На столике у кровати, рядом с телефоном, стоял пузырек емкостью в пять унций, с этикеткой «Микстура матушки Миры». Пробка лежала рядом.
— Но это английское лекарство! — пробормотал Сай. — Его принимают от простуды в очень маленьких дозах и с большим количеством воды. Как оно сюда попало?
— Не знаю, сынок. Но в пузырьке тинктура аконита.
— Аконита?
Г. М. взял пузырек в руки.
— Она действует не так быстро и не обжигает внутренности, как знаменитая синильная кислота, но еще более смертоносна.
— И вы не можете ничего сделать?
— Ох, сынок! — Г. М. взмахнул кулаками. — Без желудочного зонда? Без атропина и… дайте подумать… дигиталиса? Без кислорода, который может понадобиться? Едва ли нам удастся найти врача на железнодорожном вокзале.
— Мы можем попытаться. — Сай Нортон поднял телефонную трубку.
Оказалось, что они могут заполучить даже нескольких врачей. Доктор Джейкобс обещал прийти немедленно. Впервые Сай осознал всю эффективность лабиринта внизу.

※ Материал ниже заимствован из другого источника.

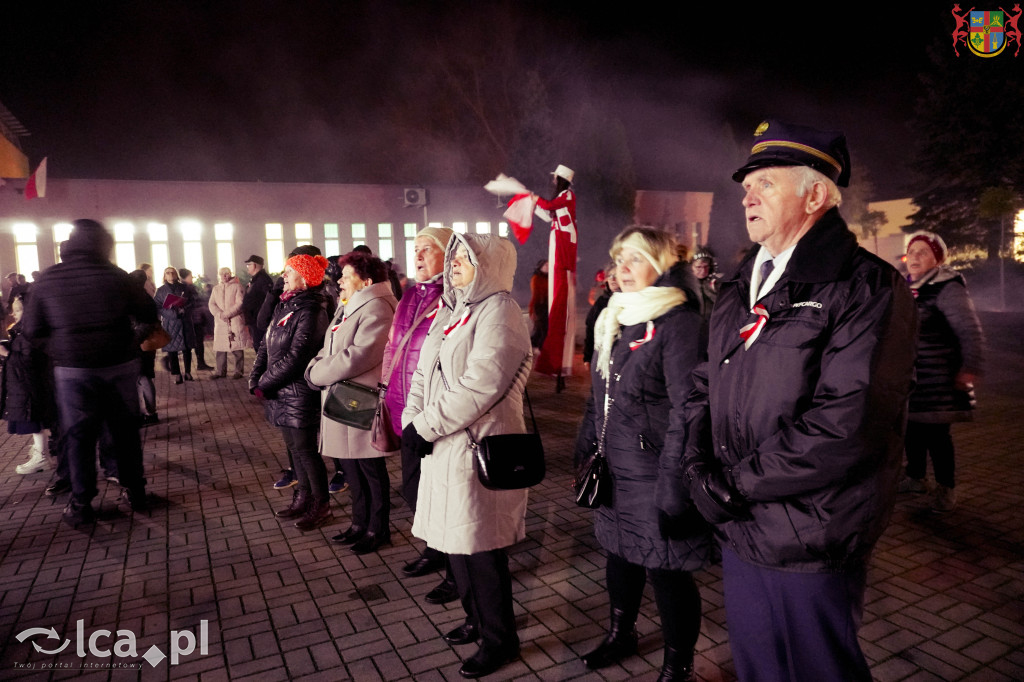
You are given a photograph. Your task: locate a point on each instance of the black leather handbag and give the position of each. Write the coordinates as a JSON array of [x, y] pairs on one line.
[[593, 485], [352, 405], [593, 482], [509, 461]]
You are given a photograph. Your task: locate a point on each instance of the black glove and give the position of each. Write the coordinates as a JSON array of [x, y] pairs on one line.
[[413, 444], [715, 495]]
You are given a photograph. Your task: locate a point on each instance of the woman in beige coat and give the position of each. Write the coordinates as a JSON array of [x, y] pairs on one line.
[[229, 332], [471, 375], [353, 350]]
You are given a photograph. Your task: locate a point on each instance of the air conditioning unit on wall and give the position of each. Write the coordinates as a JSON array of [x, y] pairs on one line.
[[416, 197]]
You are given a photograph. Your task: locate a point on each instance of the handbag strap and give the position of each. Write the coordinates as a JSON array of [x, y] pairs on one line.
[[608, 400]]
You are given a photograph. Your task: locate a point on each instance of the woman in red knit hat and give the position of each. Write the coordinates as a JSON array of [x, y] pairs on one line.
[[292, 340]]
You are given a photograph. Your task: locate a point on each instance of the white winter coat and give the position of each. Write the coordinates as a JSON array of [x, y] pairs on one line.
[[353, 350], [225, 301], [472, 372]]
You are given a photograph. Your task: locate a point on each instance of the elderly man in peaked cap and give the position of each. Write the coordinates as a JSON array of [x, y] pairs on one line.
[[796, 423]]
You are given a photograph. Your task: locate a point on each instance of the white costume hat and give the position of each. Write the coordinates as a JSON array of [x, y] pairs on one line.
[[563, 171]]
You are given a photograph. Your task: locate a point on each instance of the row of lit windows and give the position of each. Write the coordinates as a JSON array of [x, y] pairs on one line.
[[125, 255]]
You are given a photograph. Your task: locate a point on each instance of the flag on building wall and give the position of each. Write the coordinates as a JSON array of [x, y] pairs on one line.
[[36, 186]]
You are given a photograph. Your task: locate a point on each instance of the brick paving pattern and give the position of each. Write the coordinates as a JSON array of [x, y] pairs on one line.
[[944, 598]]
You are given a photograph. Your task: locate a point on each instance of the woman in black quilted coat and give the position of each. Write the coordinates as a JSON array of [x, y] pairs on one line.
[[292, 340], [949, 358], [175, 313], [646, 345]]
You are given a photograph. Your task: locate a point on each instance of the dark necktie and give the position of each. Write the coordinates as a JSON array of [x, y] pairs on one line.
[[766, 268]]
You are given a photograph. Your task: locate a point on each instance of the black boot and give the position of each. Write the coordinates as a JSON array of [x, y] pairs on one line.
[[678, 666], [300, 500], [620, 643]]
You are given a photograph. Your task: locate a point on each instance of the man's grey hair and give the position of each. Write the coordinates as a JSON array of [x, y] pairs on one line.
[[806, 176]]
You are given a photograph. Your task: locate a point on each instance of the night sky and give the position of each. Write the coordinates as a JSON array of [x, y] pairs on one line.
[[350, 91]]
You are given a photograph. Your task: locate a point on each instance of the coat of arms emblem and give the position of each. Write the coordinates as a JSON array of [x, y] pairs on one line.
[[986, 32]]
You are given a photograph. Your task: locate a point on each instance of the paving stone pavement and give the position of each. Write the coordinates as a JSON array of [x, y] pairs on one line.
[[945, 598]]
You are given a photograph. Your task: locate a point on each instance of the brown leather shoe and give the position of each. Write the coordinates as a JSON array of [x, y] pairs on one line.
[[300, 499], [317, 513]]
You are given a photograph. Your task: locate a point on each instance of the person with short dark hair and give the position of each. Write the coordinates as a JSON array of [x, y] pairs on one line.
[[795, 427], [176, 300], [950, 348], [353, 350], [89, 335], [299, 322], [259, 286], [199, 318]]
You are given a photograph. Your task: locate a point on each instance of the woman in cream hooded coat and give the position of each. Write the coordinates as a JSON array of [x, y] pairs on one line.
[[471, 375], [353, 350], [229, 332]]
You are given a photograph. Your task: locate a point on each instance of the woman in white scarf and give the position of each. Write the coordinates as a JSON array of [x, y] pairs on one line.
[[646, 346]]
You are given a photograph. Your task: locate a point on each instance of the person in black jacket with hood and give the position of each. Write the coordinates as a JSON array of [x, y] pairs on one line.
[[292, 340], [88, 333]]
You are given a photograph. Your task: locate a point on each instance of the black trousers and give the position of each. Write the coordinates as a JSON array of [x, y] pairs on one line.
[[675, 592], [370, 491], [793, 627], [484, 585], [934, 439], [309, 468], [173, 359]]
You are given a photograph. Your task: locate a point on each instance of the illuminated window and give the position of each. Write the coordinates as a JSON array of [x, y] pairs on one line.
[[124, 246], [26, 251], [385, 247], [410, 229], [1018, 254], [61, 231], [192, 232], [223, 233], [331, 245], [274, 247], [160, 253]]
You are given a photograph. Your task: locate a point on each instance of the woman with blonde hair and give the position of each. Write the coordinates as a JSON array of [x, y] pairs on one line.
[[646, 343], [469, 383]]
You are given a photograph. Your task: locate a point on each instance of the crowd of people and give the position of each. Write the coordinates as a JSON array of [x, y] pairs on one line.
[[757, 418]]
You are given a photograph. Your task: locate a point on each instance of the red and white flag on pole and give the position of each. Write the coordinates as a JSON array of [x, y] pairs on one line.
[[36, 186]]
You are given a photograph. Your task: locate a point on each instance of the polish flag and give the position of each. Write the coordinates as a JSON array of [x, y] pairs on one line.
[[36, 186]]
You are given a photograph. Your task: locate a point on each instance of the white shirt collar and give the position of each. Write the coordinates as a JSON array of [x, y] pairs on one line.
[[780, 261]]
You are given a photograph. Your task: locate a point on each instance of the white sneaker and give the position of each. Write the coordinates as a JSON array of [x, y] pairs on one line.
[[908, 484], [37, 462], [945, 500]]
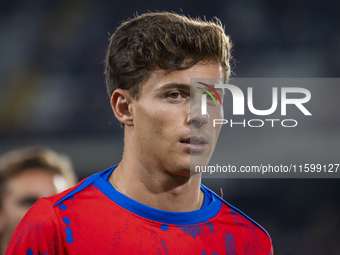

Г. М. представился доктору по телефону и быстро объяснил ситуацию, а потом вернулся в студию.
— Отнесите ее в соседнюю комнатку и положите на кровать, — велел он Саю и Бобу. Они повиновались. — А когда придет доктор, уходите из «спальни». Зрелище не из приятных, и вам незачем здесь торчать.
— Сколько она приняла этой гадости, Г. М.? — шепнул Сай.
— Сынок, я не знаю, был ли пузырек полным. Если был, то полторы унции.
— Это плохо?
— Более чем плохо.
Через пять минут, которые казались мучительным часом, прибыл доктор Джейкобс с носильщиком, притащившим все необходимое, и скрылся с Г. М. за серой занавесью.
В студии начался долгий период ожидания.
Когда Элизабет Мэннинг потеряла сознание, было без четверти час ночи. Именно это время показывали часы Сая.
Кристал, сняв атласный жакет, сидела в своем золотистом платье, уставясь в пол. Изможденная долгим нервным напряжением Джин заснула на диване.
Боб беспокойно бродил по комнате, несмотря на просьбы не мельтешить. Найдя среди полотен автопортрет Элизабет Мэннинг, он носил его под мышкой как талисман.
— Полагаю, старые романтики сказали бы, — заметила Кристал, — что им лучше умереть вместе.
Но миссис Мэннинг по какой-то причине уже запала Саю в сердце, и он сердито огрызнулся на Кристал.
Куря одну сигарету за другой, Сай так часто смотрел на часы, что в конце концов снял их и положил в карман.
Сначала из-за серой занавеси доносились только невнятные звуки. Бархатная перегородка покачивалась, когда доктор Джейкобс или Г. М. задевали ее. Позднее Сай начал различать слова:
— Мне это не нравится — попробуем дигиталис.